Please follow these guidelines:
Each parameter and return must be properly descreibed, along with a type annotations for each
:param
field, as shown below::param <type> <name>: Description of the parameter. :return: Description of the return value.
Docstrings can be split into multiple sections using the horizontal separator
|sep|
, with section titles introduced by:Title:
.To provide usage examples, include an
:Example:
section. Code in this section will be executed during documentation generation.Use
:math:
for inline LaTeX-style mathematics, and.. math::
for block equations.To include remarks, warnings, or tips, use the
.. note::
directive.To cite a paper:
Add the BibTeX entry to the
refs.bib
file.Use
:footcite:t:`<key>`
to cite in the format Author et al. [1].Use
:footcite:p:`<key>`
to cite with only the reference number [1].
For details on citing references with Sphinx, see the sphinx-bibtex documentation.
All references will be compiled and listed automatically in the generated documentation.

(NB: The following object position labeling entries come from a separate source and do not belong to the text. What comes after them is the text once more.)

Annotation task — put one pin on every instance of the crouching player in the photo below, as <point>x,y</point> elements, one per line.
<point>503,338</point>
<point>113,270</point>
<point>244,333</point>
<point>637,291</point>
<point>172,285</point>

Below is a minimal working example of a typical docstring that includes all these features:
class MyDenoiser:
r"""
Denoiser denoiser from the paper :footcite:t:`my_paper`.
.. math::
y = \D_\sigma{x + \sigma \omega}
.. note::
This is a note.
|sep|
:Example:
>>> import torch
>>> import deepinv as dinv
>>> model = dinv.models.DRUNet()
>>> x = torch.ones((1, 1, 8, 8))
>>> y = model(x)
:param int in_channels: number of input channels.
:param int out_channels: number of output channels.
:param str pretrained: path to pretrained weights or 'download'.
"""
def __init__(self, in_channels: int, out_channels: int, pretrained: bool = None):
pass
Contributing new datasets#
In order to contribute a new dataset, you must provide tests alongisde it to check that it functions as expected. The DeepInverse code base is regularly tested on automatic continuous integration (CI) servers in order to ensure that the code works the way it is supposed to. Unfortunately, the CI servers have limited resources and they can generally not host the datasets.
We get around this by mocking datasets in the tests. First, write the tests and the implementation, and make sure that the tests pass locally, on the real data. Then, write mocking code, code that intercepts calls to input/output (IO) related functions, e.g. os.listdir
, and make them return a hard coded value, thereby making execution go as if the data was there. For more details and examples, see this pull request.
Once the implementation, the tests and the mocking code are written, that they pass locally and on the CI servers, the maintainers will be able to review the code and merge it into the main branch if everything goes well. You should bear in mind though that the maintainers won’t have the time to make sure the tests pass on the real data, so they will have to trust that you did things correctly.